The fourth incident occurred in World War II when I was a bombardier with the Eighth Air Force in Europe. The war was almost over. German territory was shrinking, and the Air Force was running out of targets. In France, long since reoccupied by our troops, there was still a tiny pocket of Nazi soldiers in a protected encampment near the city of Bordeaux. Someone in the higher echelons decided, though the end of the war was obviously weeks away, that this area should be bombed. Hundreds of Flying Fortresses went. In each bomb bay there were twenty-four one-hundred-pound fire-bombs, containing a new type of jellied gasoline. We set the whole area aflame and obliterated the encampment. Nearby was the ancient town of Royan; that, too, was almost totally destroyed. The Norden bombsight was not that accurate.
These four instances of violence possess something in common. None of them could have been committed by any animal other than man. The reason for this does not lie alone in man’s superior ability to manipulate his environment. It lies in his ability to conceptualise his hatreds. A beast commits violence against specific things for immediate and visible purposes. It needs to eat. It needs a mate. It needs to defend its life. Man has these biological needs plus many more which are culturally created. Man will do violence not only against a specific something which gets in the way of one of his needs; he will do violence against a symbol which stands for, or which he believes stands for, that which prevents him from satisfying his needs. (Guilt by association is high-level thinking.)
With symbolic violence, the object of attack is deprived of its particularity. Only in this way can man overcome what I believe is his natural spontaneous feeling of oneness with other human beings. He must, by the substitution of symbol for reality, destroy in his consciousness the humanness of that being.
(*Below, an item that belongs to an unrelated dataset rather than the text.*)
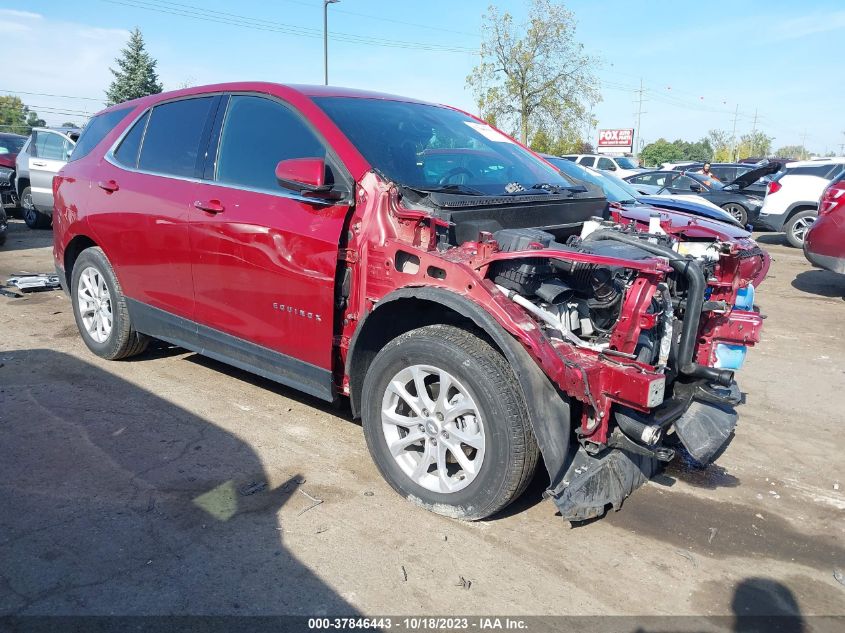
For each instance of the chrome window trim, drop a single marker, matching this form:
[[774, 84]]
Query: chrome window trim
[[110, 158]]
To the angry crowds outside the dormitory in Athens, Georgia, their target was not Charlayne Hunter, an extremely attractive and intelligent young woman, sitting, brave and afraid, in her room. She was a ‘dirty nigger’ - a symbol abstracted from life. To the Negro who committed violence on the streets of New York, this was not a pathetic old Jewish immigrant, forced in the last years of his life to peddle vegetables from a pushcart, but a dehumanised symbol of the historic white exploiter who used the Negro’s labour and refused to pay him a just wage. To the screaming rock-throwers of Peekskill who fractured the skull of a young woman returning from a concert, the people in the car they attacked were not a family on an outing; in this car were people who had gone to hear a black-skinned communistic singer and who therefore were all congealed into a symbol representing nigger-loving communism. And as I set my interval meter and toggled of my bombs over the city of Royan, I was not setting fire to people’s homes, crushing and burning individual men, women and newborn babies. We were at war, we always dropped bombs on the enemy, and down there was the enemy.